Krebsgefahr bei diesem beliebten Weihnachtsgebäck

Rund um Weihnachten kommt um dieses leckere Gebäck wohl kaum jemand herum: Die Rede ist vom im Advent allseits beliebten Lebkuchen.
Und obwohl Printen und Co. besonders lecker sind, haben sie dennoch einen enormen Nachgeschmack. Sie enthalten nämlich Acrylamid und eine Zimtsorte, die im Verdacht steht der Gesundheit der Konsumenten ebenfalls zu schaden.

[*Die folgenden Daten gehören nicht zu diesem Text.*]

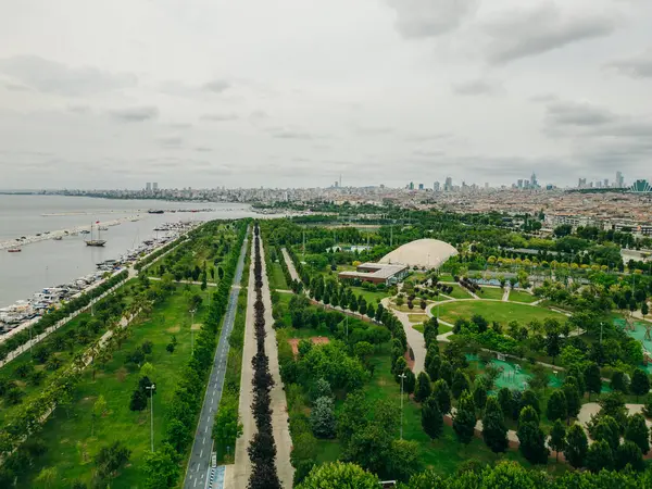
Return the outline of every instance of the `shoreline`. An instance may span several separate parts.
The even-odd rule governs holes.
[[[130,216],[130,217],[121,217],[117,220],[100,223],[100,225],[101,226],[120,226],[121,224],[126,223],[126,222],[141,221],[143,218],[145,218],[145,216],[142,216],[142,215],[136,215],[136,216]],[[27,244],[47,241],[48,239],[54,239],[58,237],[65,238],[67,236],[77,235],[79,231],[83,231],[83,230],[90,230],[90,225],[75,226],[75,227],[71,227],[68,229],[53,230],[53,231],[49,231],[48,234],[41,234],[40,236],[36,236],[36,235],[26,236],[25,239],[21,239],[21,240],[16,240],[14,238],[12,240],[0,241],[0,250],[5,250],[9,248],[23,248]]]

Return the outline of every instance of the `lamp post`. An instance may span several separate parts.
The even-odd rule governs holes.
[[[150,444],[152,452],[154,451],[154,389],[155,384],[147,386],[146,389],[150,391]]]
[[[195,354],[195,331],[192,329],[192,324],[195,323],[195,309],[188,311],[190,313],[190,356]]]
[[[403,379],[406,377],[404,373],[399,375],[401,379],[401,440],[403,439]]]

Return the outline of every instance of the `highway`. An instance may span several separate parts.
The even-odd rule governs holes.
[[[220,405],[220,400],[222,399],[222,388],[224,386],[224,375],[228,359],[228,336],[230,335],[230,331],[234,327],[234,321],[236,318],[238,294],[240,293],[239,285],[240,280],[242,279],[242,268],[244,266],[244,255],[247,254],[248,238],[249,230],[240,251],[240,259],[238,260],[238,266],[236,267],[236,275],[234,277],[234,286],[231,287],[230,296],[228,298],[228,306],[224,317],[222,333],[220,335],[220,342],[217,343],[217,349],[215,350],[213,368],[211,369],[209,385],[206,386],[206,392],[204,394],[204,401],[201,408],[201,415],[197,425],[197,431],[195,432],[192,452],[190,453],[190,459],[188,460],[186,478],[184,480],[184,488],[186,489],[204,489],[208,485],[206,477],[209,474],[209,467],[211,465],[212,451],[211,432],[213,430],[215,413],[217,412],[217,406]]]

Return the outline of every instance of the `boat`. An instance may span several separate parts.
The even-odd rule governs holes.
[[[99,222],[97,222],[96,224],[99,224]],[[87,239],[84,241],[86,243],[87,247],[103,247],[104,244],[106,244],[106,241],[104,241],[103,239],[100,239],[100,229],[98,229],[98,239],[93,239],[92,238],[92,224],[90,225],[90,239]]]

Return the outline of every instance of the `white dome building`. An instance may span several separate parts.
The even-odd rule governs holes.
[[[379,263],[439,268],[448,259],[456,254],[457,250],[448,242],[438,239],[417,239],[386,254]]]

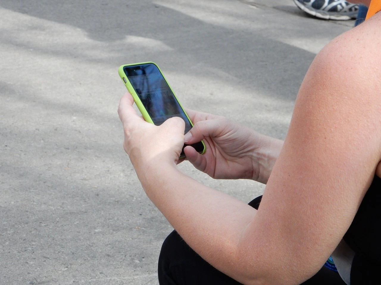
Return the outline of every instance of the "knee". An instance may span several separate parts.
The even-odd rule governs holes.
[[[170,261],[178,256],[180,249],[188,246],[176,231],[173,231],[166,237],[163,243],[159,257],[159,267],[169,263]]]

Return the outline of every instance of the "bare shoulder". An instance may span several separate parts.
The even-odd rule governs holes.
[[[322,84],[325,81],[326,87],[333,91],[340,89],[335,94],[327,95],[327,99],[335,96],[338,107],[353,108],[352,116],[348,117],[352,122],[356,116],[362,114],[362,117],[367,117],[368,124],[363,129],[372,131],[373,128],[369,127],[373,125],[376,131],[373,134],[374,137],[376,131],[381,130],[380,27],[381,13],[333,40],[319,53],[311,67],[312,76],[316,75],[315,67],[324,71],[325,78],[320,79]],[[308,76],[306,79],[309,81]],[[381,146],[381,139],[379,144]],[[376,174],[381,177],[381,162]]]
[[[272,268],[279,284],[299,283],[321,268],[381,160],[381,13],[373,17],[333,41],[311,64],[248,228],[250,240],[271,245],[258,255],[278,256]]]

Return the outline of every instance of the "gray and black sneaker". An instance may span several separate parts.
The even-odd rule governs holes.
[[[313,16],[327,20],[355,19],[359,6],[345,0],[294,0],[299,8]]]

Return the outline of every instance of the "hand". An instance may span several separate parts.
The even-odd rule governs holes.
[[[133,103],[131,94],[126,93],[120,99],[118,113],[123,124],[124,150],[138,176],[141,170],[155,162],[175,165],[184,146],[184,120],[171,118],[155,126],[136,114]]]
[[[213,178],[267,182],[283,142],[223,117],[191,110],[187,112],[194,125],[185,135],[186,143],[203,140],[206,147],[202,155],[191,146],[184,149],[195,167]]]

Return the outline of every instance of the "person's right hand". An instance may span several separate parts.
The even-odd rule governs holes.
[[[202,155],[191,146],[184,149],[195,167],[213,178],[267,182],[283,142],[223,117],[186,111],[194,126],[186,134],[185,143],[203,140],[206,148]]]

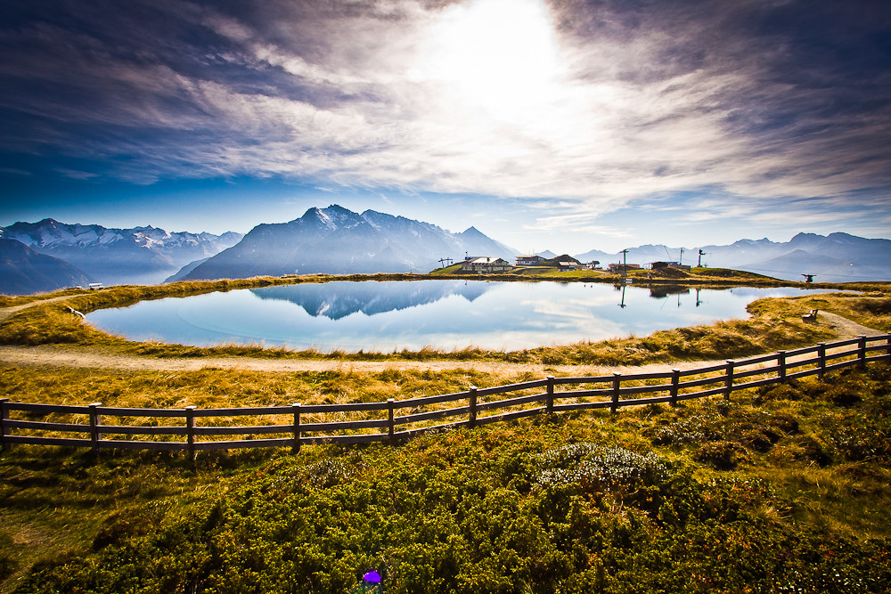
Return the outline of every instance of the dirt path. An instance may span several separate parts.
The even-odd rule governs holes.
[[[14,312],[33,305],[61,301],[55,297],[34,304],[0,309],[0,321]],[[814,322],[831,330],[838,338],[860,335],[878,336],[881,331],[862,326],[835,313],[820,312]],[[640,367],[604,365],[547,365],[544,363],[510,363],[486,361],[329,361],[324,359],[257,359],[250,357],[158,358],[121,354],[103,349],[72,346],[0,346],[0,364],[17,366],[51,366],[121,370],[193,371],[207,368],[238,369],[250,371],[324,371],[355,370],[378,372],[384,370],[417,370],[441,371],[454,369],[475,370],[496,375],[511,376],[523,372],[535,375],[602,375],[612,372],[647,373],[671,369],[691,369],[710,362],[651,363]]]

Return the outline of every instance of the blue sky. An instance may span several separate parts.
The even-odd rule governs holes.
[[[5,0],[0,225],[891,237],[886,0]]]

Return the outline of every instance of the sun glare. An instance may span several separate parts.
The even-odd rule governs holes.
[[[413,77],[438,83],[465,107],[510,120],[551,102],[564,70],[541,0],[470,0],[446,9],[419,62]]]

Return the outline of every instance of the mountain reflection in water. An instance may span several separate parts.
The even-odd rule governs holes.
[[[251,289],[261,299],[290,301],[313,317],[340,320],[362,312],[374,315],[436,303],[458,295],[473,301],[493,283],[474,281],[413,281],[406,282],[333,281]]]
[[[814,291],[810,291],[814,292]],[[797,289],[726,290],[473,280],[301,283],[142,301],[86,321],[132,340],[392,352],[568,345],[748,316]],[[619,307],[617,307],[619,305]]]

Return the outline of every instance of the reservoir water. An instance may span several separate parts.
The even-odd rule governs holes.
[[[141,301],[86,320],[132,340],[356,352],[513,351],[745,318],[791,288],[650,289],[581,282],[333,281]]]

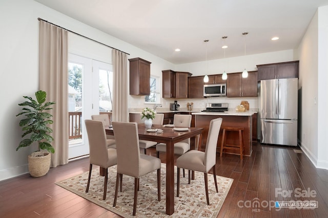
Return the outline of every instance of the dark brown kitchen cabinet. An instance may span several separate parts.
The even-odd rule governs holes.
[[[257,141],[257,113],[252,115],[252,139]]]
[[[176,99],[187,99],[188,98],[188,77],[191,74],[188,72],[175,73]]]
[[[299,61],[258,65],[258,81],[298,78]]]
[[[162,73],[163,98],[188,98],[188,78],[191,74],[171,70],[162,70]]]
[[[203,84],[203,76],[189,77],[188,98],[200,99],[204,98]]]
[[[162,74],[163,98],[175,98],[175,72],[169,69],[162,70]]]
[[[135,58],[130,62],[130,94],[150,94],[150,64],[151,62]]]
[[[241,72],[229,74],[227,80],[227,97],[253,97],[257,96],[257,71],[248,72],[243,78]]]

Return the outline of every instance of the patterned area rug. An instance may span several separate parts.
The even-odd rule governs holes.
[[[217,176],[218,193],[215,190],[213,176],[209,175],[209,196],[210,205],[206,203],[204,176],[202,173],[195,172],[195,180],[188,184],[187,175],[183,178],[181,173],[180,197],[176,197],[176,167],[175,167],[176,196],[174,199],[174,213],[171,216],[166,214],[166,164],[162,163],[161,169],[161,198],[157,201],[157,174],[156,171],[140,178],[139,191],[138,192],[137,217],[216,217],[231,186],[233,180]],[[134,178],[123,176],[122,192],[118,191],[117,203],[113,207],[116,183],[116,166],[108,168],[107,196],[102,201],[104,177],[99,175],[99,167],[94,166],[89,192],[86,193],[89,172],[56,184],[75,194],[90,201],[121,216],[132,217],[133,206]]]

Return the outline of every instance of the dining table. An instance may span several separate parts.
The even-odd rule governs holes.
[[[191,138],[195,140],[195,149],[198,149],[203,129],[198,127],[187,128],[158,125],[153,125],[151,128],[147,128],[144,124],[138,124],[139,139],[166,144],[166,206],[168,215],[172,215],[174,212],[174,143]],[[107,134],[114,135],[112,127],[106,127],[105,130]]]

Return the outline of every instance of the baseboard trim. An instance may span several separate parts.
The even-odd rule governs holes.
[[[6,180],[29,173],[28,164],[0,171],[0,181]]]

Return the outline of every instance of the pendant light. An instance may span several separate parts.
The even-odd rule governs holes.
[[[223,39],[223,41],[224,42],[224,44],[222,46],[222,48],[223,49],[224,54],[224,59],[225,59],[225,49],[228,47],[228,46],[225,45],[225,39],[228,38],[227,36],[223,36],[222,37],[222,38]],[[225,72],[225,70],[223,71],[223,73],[222,74],[222,79],[223,80],[225,80],[228,79],[228,75],[227,72]]]
[[[208,72],[208,66],[207,66],[207,42],[209,41],[209,40],[208,39],[205,39],[204,40],[204,42],[205,42],[206,43],[206,74],[205,75],[205,76],[204,77],[204,83],[207,83],[207,82],[209,82],[209,76],[207,76],[207,73]]]
[[[241,77],[243,78],[247,78],[248,77],[248,72],[246,70],[246,35],[248,34],[248,32],[244,32],[242,33],[242,35],[244,35],[244,45],[245,45],[245,68],[241,74]]]

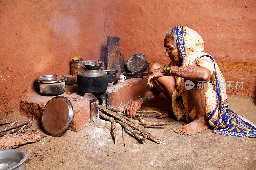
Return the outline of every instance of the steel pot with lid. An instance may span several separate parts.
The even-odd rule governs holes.
[[[94,60],[79,62],[85,66],[85,69],[77,73],[78,90],[80,92],[100,93],[108,88],[108,75],[100,69],[102,62]]]
[[[39,85],[39,91],[43,94],[56,96],[65,91],[67,77],[62,75],[44,75],[36,78]]]

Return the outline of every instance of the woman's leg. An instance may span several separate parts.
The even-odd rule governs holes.
[[[148,67],[148,74],[149,74],[153,70],[161,67],[161,65],[157,63],[151,64]],[[167,76],[155,77],[152,79],[152,81],[154,87],[162,92],[169,99],[171,105],[172,94],[176,88],[176,80],[174,77]],[[157,115],[156,118],[161,119],[167,117],[170,115],[170,112],[167,111],[163,113],[163,115]]]
[[[175,130],[175,132],[181,135],[195,135],[208,127],[205,115],[204,95],[204,92],[207,91],[208,86],[204,86],[204,89],[197,89],[198,82],[193,82],[195,84],[194,88],[188,91],[188,107],[190,113],[195,107],[196,115],[195,120]]]

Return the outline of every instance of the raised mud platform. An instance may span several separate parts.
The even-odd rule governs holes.
[[[149,89],[146,77],[127,80],[124,82],[108,87],[105,93],[96,96],[103,105],[117,107],[121,102],[124,103]],[[66,86],[65,92],[60,95],[68,98],[73,106],[74,117],[69,129],[74,131],[82,129],[90,119],[90,103],[94,98],[92,95],[87,95],[88,93],[84,95],[78,92],[77,85],[74,85]],[[35,119],[40,120],[44,106],[54,97],[42,96],[36,91],[33,92],[20,100],[20,110],[22,113],[33,115]]]

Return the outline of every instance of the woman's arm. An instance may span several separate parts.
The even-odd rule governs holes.
[[[187,80],[207,82],[210,79],[211,71],[201,66],[189,65],[187,67],[173,66],[172,75]]]
[[[152,71],[148,78],[148,84],[153,87],[150,80],[155,77],[164,76],[162,69],[164,66]],[[187,67],[177,67],[173,66],[171,70],[173,76],[177,76],[187,80],[196,81],[208,81],[211,77],[211,71],[203,66],[189,65]]]
[[[146,95],[148,97],[148,100],[150,100],[159,95],[160,93],[160,92],[156,90],[155,87],[153,87],[145,92],[143,94]],[[141,98],[140,97],[137,98],[134,101],[124,107],[124,113],[125,114],[126,113],[129,117],[134,117],[137,110],[140,109],[141,107],[142,103]]]

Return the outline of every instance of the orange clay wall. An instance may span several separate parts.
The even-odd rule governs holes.
[[[150,63],[168,64],[164,46],[165,33],[175,26],[186,26],[204,41],[204,51],[216,61],[229,85],[227,93],[255,97],[255,0],[142,1],[113,0],[104,3],[105,34],[121,36],[120,50],[126,59],[141,53]],[[238,88],[241,84],[242,89]]]
[[[0,117],[19,107],[37,76],[69,74],[74,56],[100,59],[108,35],[121,37],[126,60],[141,53],[150,63],[167,64],[164,35],[181,25],[201,35],[227,81],[244,81],[243,89],[234,85],[228,94],[255,97],[256,5],[254,1],[1,0]]]

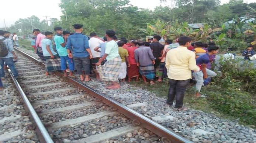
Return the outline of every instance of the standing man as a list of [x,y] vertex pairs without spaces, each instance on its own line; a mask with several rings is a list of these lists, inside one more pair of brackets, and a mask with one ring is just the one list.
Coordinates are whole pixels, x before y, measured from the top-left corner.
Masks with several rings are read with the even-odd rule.
[[161,38],[161,36],[159,35],[155,35],[153,36],[153,43],[150,44],[149,47],[151,49],[152,52],[155,57],[155,64],[154,65],[155,70],[156,72],[158,72],[160,61],[164,46],[159,42]]
[[[115,34],[115,32],[112,30],[106,31],[105,36],[108,42],[106,44],[105,54],[96,63],[98,66],[97,70],[101,79],[111,82],[111,85],[107,87],[108,89],[118,89],[120,87],[118,81],[122,60],[118,54],[117,44],[113,39]],[[100,66],[105,59],[107,61],[104,65]]]
[[134,77],[136,78],[136,82],[138,82],[139,79],[139,68],[137,66],[136,62],[134,58],[134,51],[138,47],[136,47],[138,41],[135,40],[133,40],[131,41],[130,44],[131,47],[125,48],[128,51],[129,56],[129,62],[130,63],[130,67],[128,67],[128,82],[131,82],[132,78]]
[[45,38],[45,36],[40,32],[39,29],[35,29],[33,30],[33,34],[36,36],[35,47],[37,48],[37,54],[40,59],[44,60],[43,50],[42,49],[42,40]]
[[203,48],[204,47],[204,44],[202,42],[196,42],[194,46],[195,48],[192,50],[192,51],[196,53],[196,59],[197,59],[200,56],[204,55],[206,53],[206,51]]
[[13,33],[13,42],[14,43],[15,45],[17,47],[19,47],[19,39],[18,38],[18,35],[16,34],[16,33]]
[[[54,30],[56,32],[56,35],[54,37],[54,42],[56,45],[56,50],[58,52],[59,55],[60,57],[60,66],[61,70],[63,71],[64,77],[68,76],[66,70],[67,69],[67,61],[69,63],[69,77],[74,76],[73,72],[75,70],[74,61],[72,59],[68,56],[68,52],[66,48],[67,39],[68,36],[66,34],[62,37],[62,28],[60,27],[56,27],[54,28]],[[66,33],[65,33],[66,34]]]
[[196,62],[195,53],[187,49],[190,46],[191,39],[187,36],[179,38],[180,46],[170,50],[166,55],[165,66],[170,79],[170,88],[167,105],[172,106],[174,99],[174,107],[180,111],[186,111],[187,108],[183,106],[185,91],[191,78],[191,70],[199,71]]
[[95,64],[98,62],[100,58],[100,52],[94,51],[95,48],[98,47],[101,43],[104,42],[98,37],[97,34],[95,32],[92,32],[90,33],[90,36],[91,38],[89,40],[89,45],[90,49],[93,55],[93,58],[91,59],[92,66],[93,68],[93,71],[96,74],[96,78],[97,80],[100,79],[100,75],[96,70],[96,65]]
[[3,67],[5,62],[5,63],[9,66],[9,68],[13,74],[14,76],[17,77],[18,76],[18,72],[15,68],[14,63],[13,62],[13,59],[17,59],[17,56],[15,54],[14,51],[13,50],[13,46],[11,40],[8,38],[4,38],[4,32],[0,30],[0,40],[2,40],[4,44],[4,45],[1,45],[1,46],[6,46],[8,50],[7,55],[3,57],[0,57],[0,65],[1,65],[1,67],[2,67],[0,69],[0,76],[1,76],[1,78],[4,77],[4,71]]
[[139,73],[144,82],[147,83],[146,78],[150,80],[150,83],[155,84],[155,58],[149,47],[144,45],[143,41],[138,43],[139,47],[134,51],[135,57],[137,66],[139,67]]
[[204,85],[204,79],[208,78],[210,78],[214,77],[217,74],[214,72],[206,68],[207,64],[211,62],[210,56],[212,55],[215,55],[218,53],[219,47],[217,46],[211,46],[208,48],[208,52],[203,55],[200,56],[196,59],[197,65],[200,67],[199,72],[195,72],[194,76],[197,81],[196,85],[196,92],[195,96],[200,97],[200,91],[202,85]]
[[[67,49],[68,56],[73,58],[76,69],[80,75],[80,81],[89,81],[91,79],[90,74],[90,59],[93,58],[89,47],[88,37],[82,34],[83,25],[75,24],[73,25],[75,33],[68,38]],[[72,54],[71,50],[72,49]],[[82,70],[85,72],[85,80]]]

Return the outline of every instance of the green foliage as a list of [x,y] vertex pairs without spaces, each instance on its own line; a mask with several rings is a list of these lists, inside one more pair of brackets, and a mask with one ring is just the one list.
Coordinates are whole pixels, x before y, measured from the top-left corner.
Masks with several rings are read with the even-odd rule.
[[242,122],[255,124],[256,70],[251,63],[241,59],[220,59],[221,76],[215,78],[207,94],[212,106]]

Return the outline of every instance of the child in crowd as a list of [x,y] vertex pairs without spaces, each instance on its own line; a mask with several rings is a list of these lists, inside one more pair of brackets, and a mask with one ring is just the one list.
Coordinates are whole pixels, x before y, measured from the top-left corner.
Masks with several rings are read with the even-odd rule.
[[250,60],[249,57],[252,56],[255,54],[255,52],[252,50],[252,47],[251,45],[247,47],[247,49],[243,52],[242,55],[245,56],[245,60]]
[[122,59],[121,67],[119,72],[119,79],[121,79],[121,82],[125,81],[127,73],[127,67],[129,67],[130,66],[128,58],[128,56],[129,56],[128,51],[122,47],[124,44],[124,42],[122,41],[120,41],[117,42],[117,45],[118,46],[118,53]]
[[200,56],[196,60],[197,65],[200,68],[199,72],[195,71],[193,73],[195,79],[197,81],[196,85],[196,92],[195,97],[201,97],[200,94],[202,86],[204,85],[204,79],[207,78],[215,77],[217,74],[207,68],[207,64],[211,62],[210,56],[216,55],[219,51],[219,47],[211,46],[208,48],[208,52]]
[[32,40],[31,41],[31,46],[34,48],[35,54],[37,53],[37,47],[35,47],[35,37],[32,37]]
[[[69,77],[73,76],[73,72],[75,70],[74,62],[72,58],[68,56],[68,52],[66,48],[67,39],[70,33],[67,31],[65,31],[63,33],[62,28],[60,27],[56,27],[54,28],[54,30],[56,32],[56,34],[54,37],[54,42],[56,45],[56,50],[60,57],[60,65],[61,70],[63,71],[64,77],[68,76],[66,72],[67,69],[67,61],[69,64]],[[63,37],[62,37],[63,34]],[[65,35],[64,35],[65,34]]]
[[57,53],[54,50],[52,39],[53,33],[50,32],[45,32],[45,38],[42,40],[42,49],[44,59],[45,60],[45,76],[49,74],[49,72],[60,70],[60,60]]

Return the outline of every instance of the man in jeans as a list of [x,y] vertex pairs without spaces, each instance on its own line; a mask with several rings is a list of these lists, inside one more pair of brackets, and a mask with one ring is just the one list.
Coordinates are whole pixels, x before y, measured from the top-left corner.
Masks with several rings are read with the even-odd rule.
[[199,56],[196,59],[197,65],[200,67],[200,71],[195,72],[194,76],[197,81],[196,85],[196,92],[195,96],[201,97],[200,91],[202,85],[204,85],[204,79],[214,77],[217,75],[214,72],[207,69],[207,64],[210,62],[210,56],[218,53],[219,47],[217,46],[211,46],[208,48],[208,53]]
[[166,55],[165,66],[170,78],[170,88],[167,105],[172,106],[174,98],[175,108],[179,111],[186,111],[187,108],[183,106],[185,91],[191,78],[191,70],[199,71],[196,62],[195,53],[188,50],[191,45],[191,39],[187,36],[179,38],[180,46],[170,50]]
[[[90,74],[90,59],[93,58],[89,46],[88,37],[82,34],[83,25],[80,24],[73,25],[75,33],[68,38],[66,47],[68,55],[73,59],[77,73],[80,76],[81,81],[89,81],[91,79]],[[72,48],[72,54],[70,50]],[[73,55],[72,55],[73,54]],[[85,80],[83,75],[83,70],[85,72]]]
[[[13,60],[13,59],[17,59],[17,56],[14,53],[11,40],[9,38],[4,38],[4,32],[0,30],[0,40],[3,40],[4,43],[6,45],[6,47],[8,49],[8,54],[6,56],[4,57],[0,57],[0,65],[1,67],[4,67],[5,62],[6,64],[8,66],[14,76],[17,77],[18,76],[18,72],[15,68]],[[4,77],[4,72],[3,67],[0,70],[0,75],[1,78]]]

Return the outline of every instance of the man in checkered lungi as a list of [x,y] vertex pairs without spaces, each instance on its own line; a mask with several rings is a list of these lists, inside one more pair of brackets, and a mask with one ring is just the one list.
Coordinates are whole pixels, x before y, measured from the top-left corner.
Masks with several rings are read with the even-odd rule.
[[45,34],[45,38],[42,40],[42,49],[45,60],[45,76],[48,76],[49,72],[60,70],[60,59],[52,48],[52,33],[47,31]]
[[[98,66],[96,68],[100,78],[105,81],[111,82],[111,85],[107,87],[108,89],[120,88],[120,84],[118,81],[121,59],[118,54],[117,44],[113,40],[115,34],[115,32],[113,30],[106,32],[105,36],[108,42],[106,44],[105,54],[96,64]],[[107,62],[101,65],[101,62],[105,59]]]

Vor allen Dingen der Acrylamid-Effekt beschäftigt verschiedene Wissenschaftler und auch die Verbraucherorganisation Food Watch. Die in sämtlichen Lebkuchen nachgewiesenen Acrylamide stehen im dringenden Verdacht, krebserregend zu sein. Dies wurde in verschiedenen Tierversuchen festgestellt. Wie der Stoff jedoch im menschlichen Körper wirkt ist bislang unklar und muss weiter untersucht werden.
Experten jedoch halten ihn für äußerst kritisch und haben ihn deswegen in die Kategorie der krebserzeugenden Stoffe aufgenommen. Das Bundesinstitut für Risikobewertung sieht in ihm zudem ein „ernstzunehmendes gesundheitliches Risiko“. Denn der Stoff steht ebenfalls im Verdacht das Erbgut zu verändern.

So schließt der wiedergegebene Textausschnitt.